凛は誰に対してもにこにこしていて出会う人間のすべての視線を奪って。冴も同じ造形の顔立ちをしているけど小さな頃から他者への興味が薄く、何をされてもふいっと顔を背けてしまうか真顔かのどちらかだったそうだ。糸師ご両親いわく、ここまで正反対だとお互いのパラメータを半分こではなく0と100で分けたのかなとにこやかに笑っていた。

誰にでも愛想がよい凛と警戒心と外への関心が薄い冴。そんな二人が俺と顔を合わせたのは引っ越してきたその日の夕方だった。

「ごめんね、睡」

『ん、へいき。あとはやっておくからゆっくり休んで』

真っ赤な顔にごほごほと咳を溢して、呻くように頷いた母さんに扉を静かに閉める。

住んでいた地を離れて見知らぬ土地へ引っ越してきた俺達親子だったけど、荷物を運び入れた瞬間に母さんはふらふらと倒れ込んでしまった。

離婚、転職、引っ越し。それから俺の転校手続き。市役所への書類提出などもあっただろうからやることが多すぎてパンクしてしまったのかもしれない。

俺とは違い、母さんは体も弱くないし職業柄体調管理をしっかりしているから今回のこれはきっといろいろ重なった結果で、二、三年に一度の大きな症状に寝ていれば治るからと部屋にこもった。

母さんは本当に丸一日ほど、食事と睡眠を取るだけで熱も下がるし咳も収まるから俺がこの間にやっておくのは自分の食事の用意くらいだ。

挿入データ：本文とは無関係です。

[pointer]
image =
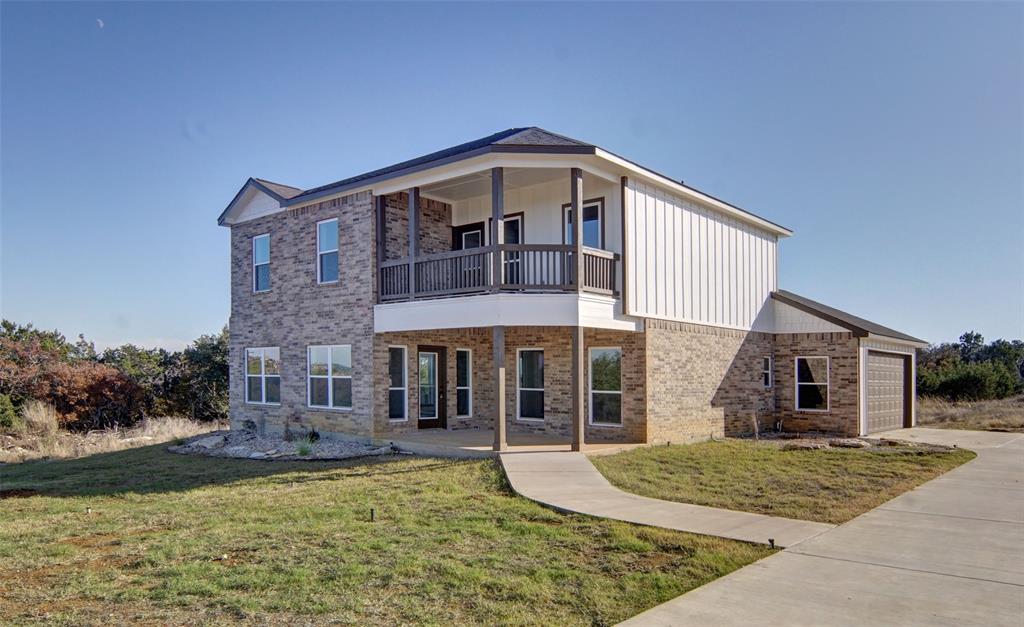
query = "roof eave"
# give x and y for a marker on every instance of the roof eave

普段であれば多少存在している食材は引っ越ししたてのために冷蔵庫の中身も棚の中身もすっからかんで、手始めにと鍵やお金、それから携帯を入れたポーチを持って外に出た。

近所の地理を把握しておくことは大切だろう。

住宅街だから周りはウチと同じような家が建ち並んでいて、そういえば挨拶回りはしなくていいのかと考えて、一旦家に戻る。

荷造りして前の家から持ってきたものとは別の、母さんが買って別に用意してあった紙袋を持って外に出た。

手始めに隣の家のインターホンを押す。響いた音が空気に溶けて、少し待ってみても音がしないから次に向かう。

母さんがご近所付き合いは大切だからと大量に用意した挨拶の品は九個。うちを基点に両サイド二軒分と、通りを挟んで向かいの家たち五軒分らしい。

隣の家は人がいて、休日だったらしい私服の男性が出たから挨拶をして後にする。通りを挟んで向かいの家に行って、こちらも端から押していけば二つ出た。最後、向かいの通り五軒目の家のインターホンを押す。こちらからもはーい!と元気の良い声が聞こえた。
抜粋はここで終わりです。